Most people picture golden tilefish when they think about deep dropping but wreckfish will also bite all year long off the Virginia coast — if you can find ‘em. The toughest part of this mission is locating rugged rocky bottom or wreckage in 400-plus feet of water. The fish in this pic came from the tip of the Norfolk Canyon in about 450 feet. Once you find such a spot, deep-drop jigging is the way to get ‘em on the line.
- Choose a jig that falls fast and has enough weight to stay down on the bottom. That means a jig of 10-plus ounces (about 300 gramcrackers, for you folks who insist on using the metric system) minimal, and one of 15 to 16 ounces is not too heavy.
- Add a nice gooey glob of tempting but tough bait to the hooks. The tentacle ball from a squid is a great choice, since it can be securely threaded onto the hook and makes bait stealing — a big problem when you have to crank this much weight up to re-bait — rare.
- Lower down to the bottom on a rod with a stiff, fast-action tip and a high-speed jigging reel spooled with braid.

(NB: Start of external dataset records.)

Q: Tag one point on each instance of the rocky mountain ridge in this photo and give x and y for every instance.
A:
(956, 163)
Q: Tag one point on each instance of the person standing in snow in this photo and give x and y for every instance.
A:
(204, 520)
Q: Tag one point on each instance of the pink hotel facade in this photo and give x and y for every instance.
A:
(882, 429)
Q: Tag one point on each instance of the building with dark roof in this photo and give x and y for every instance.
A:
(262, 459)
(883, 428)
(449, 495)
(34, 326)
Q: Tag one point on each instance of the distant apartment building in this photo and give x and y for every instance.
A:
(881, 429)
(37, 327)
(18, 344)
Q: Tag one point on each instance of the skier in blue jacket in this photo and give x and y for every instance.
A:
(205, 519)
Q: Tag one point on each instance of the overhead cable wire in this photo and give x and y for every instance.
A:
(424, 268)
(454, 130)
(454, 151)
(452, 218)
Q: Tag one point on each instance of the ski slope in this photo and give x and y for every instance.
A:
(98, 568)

Note: braid (tipped with an 80-pound wind-on) is a 100-percent must-have for this type of fishing. There’s just too much line stretch with mono to feel fish, much less bottom, when these sorts of depths are involved.
- Dance the jig right off bottom, letting out line when you don’t feel your offering tapping down each and every time you let it fall.
- When your jig is falling but seems to hit bottom a few feet too soon, swing for the stars. Usually the wreckfish will hit as the jig sinks, and if the sink stops before you expect it to that’s a dead give-away a fish has latched on.